Saturday, 26 October 2019

Sweet Chestnuts

Chestnuts are great.  I love a big of foraging and preserving. As we watched the Lleyn Sheep move around the park, I noticed there were frequently a couple close by the kitchen under the Chestnut tree.

Under the spreading Sweet Chestnut Tree

Came a nibbling Lleyn three

Out I came to have a look,

Before long I too was hooked

One for me and three for the sheep

Bah Bah thank you, pretty white sheep

Last year I very nearly gave up the Chestnut hunt, on account of weakening and burnt fingers!  I just had to pick a pocketful, straight from the tree, just for their beauty.  There were none on the ground, due to those three sheep who had developed a taste for these nuts.  What to do with them?

I poured some boiling water over them, and had them sitting there whilst I contemplated what I was going to cook for supper.  We only ate at home this once, since I had bought some lovely Welsh Salt Marsh lamb from Tuckers in the Mumbles .  A quick visit to a nearby greengrocer yielded a tight fresh Romanesco and other goodies were the supporting acts.

I found the Chestnuts were very easy to peel with just this five minute or so soak in boiling water, and they were not so hot as to cause finger fatigue...Then I cooked them separately in a frying pan with a little butter, chopped rosemary and thyme, a gift from the walled Kitchen Garden at Penrice.  I chose to add neither salt nor sugar.  Some were served alongside the lamb, and some I had with yogurt and honey....delicious.

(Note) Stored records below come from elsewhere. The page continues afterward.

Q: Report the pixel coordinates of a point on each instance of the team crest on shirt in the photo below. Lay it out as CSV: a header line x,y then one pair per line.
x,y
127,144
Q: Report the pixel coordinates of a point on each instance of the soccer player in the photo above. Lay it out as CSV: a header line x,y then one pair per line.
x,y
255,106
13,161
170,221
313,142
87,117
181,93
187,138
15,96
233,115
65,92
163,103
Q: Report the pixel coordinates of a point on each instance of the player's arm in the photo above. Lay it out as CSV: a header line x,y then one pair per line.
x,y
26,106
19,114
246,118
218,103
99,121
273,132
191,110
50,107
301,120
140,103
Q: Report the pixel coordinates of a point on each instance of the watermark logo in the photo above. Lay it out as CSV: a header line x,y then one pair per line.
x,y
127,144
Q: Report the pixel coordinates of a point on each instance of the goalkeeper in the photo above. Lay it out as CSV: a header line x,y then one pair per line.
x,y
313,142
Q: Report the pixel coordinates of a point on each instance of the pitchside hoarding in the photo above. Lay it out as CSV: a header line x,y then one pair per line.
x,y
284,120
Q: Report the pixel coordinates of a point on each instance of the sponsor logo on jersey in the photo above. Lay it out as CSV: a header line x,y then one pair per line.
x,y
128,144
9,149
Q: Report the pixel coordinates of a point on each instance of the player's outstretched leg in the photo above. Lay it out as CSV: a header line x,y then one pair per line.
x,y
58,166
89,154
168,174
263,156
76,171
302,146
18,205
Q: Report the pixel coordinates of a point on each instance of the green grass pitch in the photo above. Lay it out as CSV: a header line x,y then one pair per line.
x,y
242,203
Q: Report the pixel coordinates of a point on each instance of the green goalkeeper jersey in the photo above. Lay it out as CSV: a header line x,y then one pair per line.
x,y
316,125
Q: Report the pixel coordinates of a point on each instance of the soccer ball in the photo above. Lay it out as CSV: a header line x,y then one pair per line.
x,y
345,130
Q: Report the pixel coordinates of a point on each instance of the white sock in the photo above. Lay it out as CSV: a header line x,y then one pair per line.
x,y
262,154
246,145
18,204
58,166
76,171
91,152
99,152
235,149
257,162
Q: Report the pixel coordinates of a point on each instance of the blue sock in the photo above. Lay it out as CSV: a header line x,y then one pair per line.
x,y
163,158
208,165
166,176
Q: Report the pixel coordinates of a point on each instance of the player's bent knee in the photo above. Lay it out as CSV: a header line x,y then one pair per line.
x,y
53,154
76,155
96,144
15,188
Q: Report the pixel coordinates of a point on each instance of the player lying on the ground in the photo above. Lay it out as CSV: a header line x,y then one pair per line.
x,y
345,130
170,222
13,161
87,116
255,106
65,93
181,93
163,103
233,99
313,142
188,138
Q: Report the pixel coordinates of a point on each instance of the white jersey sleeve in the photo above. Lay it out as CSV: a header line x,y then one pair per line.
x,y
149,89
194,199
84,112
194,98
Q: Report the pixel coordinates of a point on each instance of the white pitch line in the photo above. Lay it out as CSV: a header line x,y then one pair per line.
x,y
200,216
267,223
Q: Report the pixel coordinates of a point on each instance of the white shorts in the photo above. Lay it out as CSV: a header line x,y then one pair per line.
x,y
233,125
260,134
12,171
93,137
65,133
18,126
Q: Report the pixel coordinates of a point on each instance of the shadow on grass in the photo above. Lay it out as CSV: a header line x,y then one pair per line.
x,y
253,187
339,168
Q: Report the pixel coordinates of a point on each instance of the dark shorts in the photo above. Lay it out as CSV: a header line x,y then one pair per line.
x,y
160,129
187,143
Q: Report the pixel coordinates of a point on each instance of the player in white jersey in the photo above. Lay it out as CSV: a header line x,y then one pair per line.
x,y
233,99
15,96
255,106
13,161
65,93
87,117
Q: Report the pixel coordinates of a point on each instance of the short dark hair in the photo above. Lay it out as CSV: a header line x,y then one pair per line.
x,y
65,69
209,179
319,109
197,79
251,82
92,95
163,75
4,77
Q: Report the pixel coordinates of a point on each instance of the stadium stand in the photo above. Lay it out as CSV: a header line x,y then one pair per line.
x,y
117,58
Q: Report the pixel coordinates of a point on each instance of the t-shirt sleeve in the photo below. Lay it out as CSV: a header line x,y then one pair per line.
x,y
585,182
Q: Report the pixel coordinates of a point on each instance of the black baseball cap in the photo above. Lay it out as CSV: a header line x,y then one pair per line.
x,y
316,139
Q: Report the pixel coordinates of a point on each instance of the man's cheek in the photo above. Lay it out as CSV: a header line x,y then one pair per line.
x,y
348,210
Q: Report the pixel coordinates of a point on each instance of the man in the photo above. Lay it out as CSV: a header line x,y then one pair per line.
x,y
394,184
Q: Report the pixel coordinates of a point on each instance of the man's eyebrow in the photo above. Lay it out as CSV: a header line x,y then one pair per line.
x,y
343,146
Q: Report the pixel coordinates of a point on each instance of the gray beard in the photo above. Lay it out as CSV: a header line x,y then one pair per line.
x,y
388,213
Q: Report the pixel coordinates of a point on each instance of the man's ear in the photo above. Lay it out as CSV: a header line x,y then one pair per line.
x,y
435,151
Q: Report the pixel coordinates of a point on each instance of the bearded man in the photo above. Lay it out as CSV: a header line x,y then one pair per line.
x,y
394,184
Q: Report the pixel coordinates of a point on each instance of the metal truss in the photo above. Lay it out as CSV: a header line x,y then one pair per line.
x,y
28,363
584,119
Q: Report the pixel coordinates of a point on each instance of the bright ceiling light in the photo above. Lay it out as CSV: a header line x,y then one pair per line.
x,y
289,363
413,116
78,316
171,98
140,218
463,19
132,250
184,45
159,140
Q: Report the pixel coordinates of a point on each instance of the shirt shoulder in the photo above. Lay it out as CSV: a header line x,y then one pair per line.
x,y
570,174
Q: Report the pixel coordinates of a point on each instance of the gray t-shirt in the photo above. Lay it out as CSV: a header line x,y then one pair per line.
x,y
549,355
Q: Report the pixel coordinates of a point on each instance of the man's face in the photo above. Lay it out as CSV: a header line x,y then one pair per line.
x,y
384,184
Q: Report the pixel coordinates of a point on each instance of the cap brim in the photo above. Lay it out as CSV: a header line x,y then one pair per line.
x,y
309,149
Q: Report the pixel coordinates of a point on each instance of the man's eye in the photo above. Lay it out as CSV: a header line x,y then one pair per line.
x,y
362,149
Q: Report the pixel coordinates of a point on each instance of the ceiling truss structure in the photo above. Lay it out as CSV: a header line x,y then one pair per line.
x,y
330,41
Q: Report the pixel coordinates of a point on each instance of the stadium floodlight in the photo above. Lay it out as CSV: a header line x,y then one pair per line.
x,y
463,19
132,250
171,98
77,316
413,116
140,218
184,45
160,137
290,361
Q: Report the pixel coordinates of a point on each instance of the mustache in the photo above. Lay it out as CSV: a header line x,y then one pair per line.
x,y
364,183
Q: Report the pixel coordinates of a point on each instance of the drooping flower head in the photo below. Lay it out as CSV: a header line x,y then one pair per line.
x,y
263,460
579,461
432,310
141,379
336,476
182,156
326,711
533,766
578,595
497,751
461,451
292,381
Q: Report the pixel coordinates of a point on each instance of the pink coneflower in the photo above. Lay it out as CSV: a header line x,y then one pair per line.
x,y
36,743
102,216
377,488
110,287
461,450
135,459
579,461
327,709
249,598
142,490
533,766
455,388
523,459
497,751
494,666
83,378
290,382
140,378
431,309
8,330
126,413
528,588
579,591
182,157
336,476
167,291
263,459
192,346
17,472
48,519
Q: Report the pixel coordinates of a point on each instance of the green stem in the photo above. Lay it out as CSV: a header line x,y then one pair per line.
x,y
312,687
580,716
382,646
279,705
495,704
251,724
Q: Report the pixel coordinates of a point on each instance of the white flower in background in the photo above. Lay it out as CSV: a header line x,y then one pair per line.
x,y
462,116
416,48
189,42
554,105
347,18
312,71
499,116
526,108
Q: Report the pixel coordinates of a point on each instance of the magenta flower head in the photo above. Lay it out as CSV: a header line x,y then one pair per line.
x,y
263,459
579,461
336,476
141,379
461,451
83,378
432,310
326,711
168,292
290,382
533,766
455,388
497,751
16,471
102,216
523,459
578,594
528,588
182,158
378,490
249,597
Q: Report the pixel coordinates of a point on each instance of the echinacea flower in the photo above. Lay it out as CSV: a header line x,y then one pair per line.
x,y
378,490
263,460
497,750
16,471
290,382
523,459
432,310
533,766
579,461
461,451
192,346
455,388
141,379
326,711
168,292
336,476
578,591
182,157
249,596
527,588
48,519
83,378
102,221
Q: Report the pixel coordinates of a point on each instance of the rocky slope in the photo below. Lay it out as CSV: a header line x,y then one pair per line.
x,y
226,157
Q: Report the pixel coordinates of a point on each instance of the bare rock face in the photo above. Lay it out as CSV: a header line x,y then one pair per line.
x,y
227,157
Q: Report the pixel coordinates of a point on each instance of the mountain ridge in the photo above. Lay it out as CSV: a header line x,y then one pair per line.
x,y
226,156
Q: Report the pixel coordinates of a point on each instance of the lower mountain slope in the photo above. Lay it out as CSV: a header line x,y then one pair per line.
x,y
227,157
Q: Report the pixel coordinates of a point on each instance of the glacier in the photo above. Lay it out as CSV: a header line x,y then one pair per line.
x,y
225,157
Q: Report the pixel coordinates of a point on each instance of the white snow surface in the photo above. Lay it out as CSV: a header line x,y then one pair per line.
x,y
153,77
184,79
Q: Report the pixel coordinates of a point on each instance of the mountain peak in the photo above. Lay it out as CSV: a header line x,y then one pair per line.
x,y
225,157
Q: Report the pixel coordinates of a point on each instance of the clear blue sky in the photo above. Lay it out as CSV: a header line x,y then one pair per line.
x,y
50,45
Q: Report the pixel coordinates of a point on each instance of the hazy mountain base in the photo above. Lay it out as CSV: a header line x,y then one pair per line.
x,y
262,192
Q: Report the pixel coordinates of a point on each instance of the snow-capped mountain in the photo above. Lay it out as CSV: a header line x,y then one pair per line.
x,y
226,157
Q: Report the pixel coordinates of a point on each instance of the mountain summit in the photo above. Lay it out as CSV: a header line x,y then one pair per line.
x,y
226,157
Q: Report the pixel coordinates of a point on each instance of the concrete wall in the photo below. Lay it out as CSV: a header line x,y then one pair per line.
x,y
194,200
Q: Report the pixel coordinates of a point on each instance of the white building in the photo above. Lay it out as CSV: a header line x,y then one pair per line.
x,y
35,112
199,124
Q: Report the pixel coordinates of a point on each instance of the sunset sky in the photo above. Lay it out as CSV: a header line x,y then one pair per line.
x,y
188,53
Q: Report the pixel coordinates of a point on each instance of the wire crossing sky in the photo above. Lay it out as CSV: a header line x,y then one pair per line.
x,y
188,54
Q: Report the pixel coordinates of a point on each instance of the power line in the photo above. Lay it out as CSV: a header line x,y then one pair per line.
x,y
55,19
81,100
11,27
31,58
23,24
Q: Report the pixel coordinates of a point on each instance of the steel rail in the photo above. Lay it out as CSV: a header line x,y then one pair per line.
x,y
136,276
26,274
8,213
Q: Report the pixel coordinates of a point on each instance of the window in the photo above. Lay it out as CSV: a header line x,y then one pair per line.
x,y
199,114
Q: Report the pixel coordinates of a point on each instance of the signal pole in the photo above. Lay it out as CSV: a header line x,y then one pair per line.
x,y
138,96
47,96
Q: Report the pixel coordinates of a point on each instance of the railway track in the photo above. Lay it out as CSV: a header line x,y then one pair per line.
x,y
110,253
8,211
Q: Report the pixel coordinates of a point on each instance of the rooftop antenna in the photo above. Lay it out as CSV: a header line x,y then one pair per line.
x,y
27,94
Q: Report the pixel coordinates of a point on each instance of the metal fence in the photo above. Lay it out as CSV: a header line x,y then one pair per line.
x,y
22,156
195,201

A little further hunt yielded a few was a sunny and warm week, and you could almost hear the burrs open.

Back home I experimented further.  After removing the shell, I steamed the Chestnuts.  Not all the pellicle came off, but having nibbled a few, felt thy were quite OK to eat.

Finished off further with a light roasting in oil with added herbs, then into the freezer.  These can then be used in dishes, taking as few as required since they are loose frozen, though stored all together in a box.

From the above one small jar has been bottled with oil...topped up with some of the roasted bay, rosemary and thyme.


  1. Salt Marsh lamb is something I have always fancied trying, Sadly no one sells it around here. Impressive experiments with the chestnuts.

    1. Salt Marsh Lamb is the king of meats...I remember it being served with great panache at an Easter Lunch near St Malo in a restaurant. The whole room stood up to applaud the serving of this course. I have found a source near me which sells Salt Marsh Lamb from Somerset!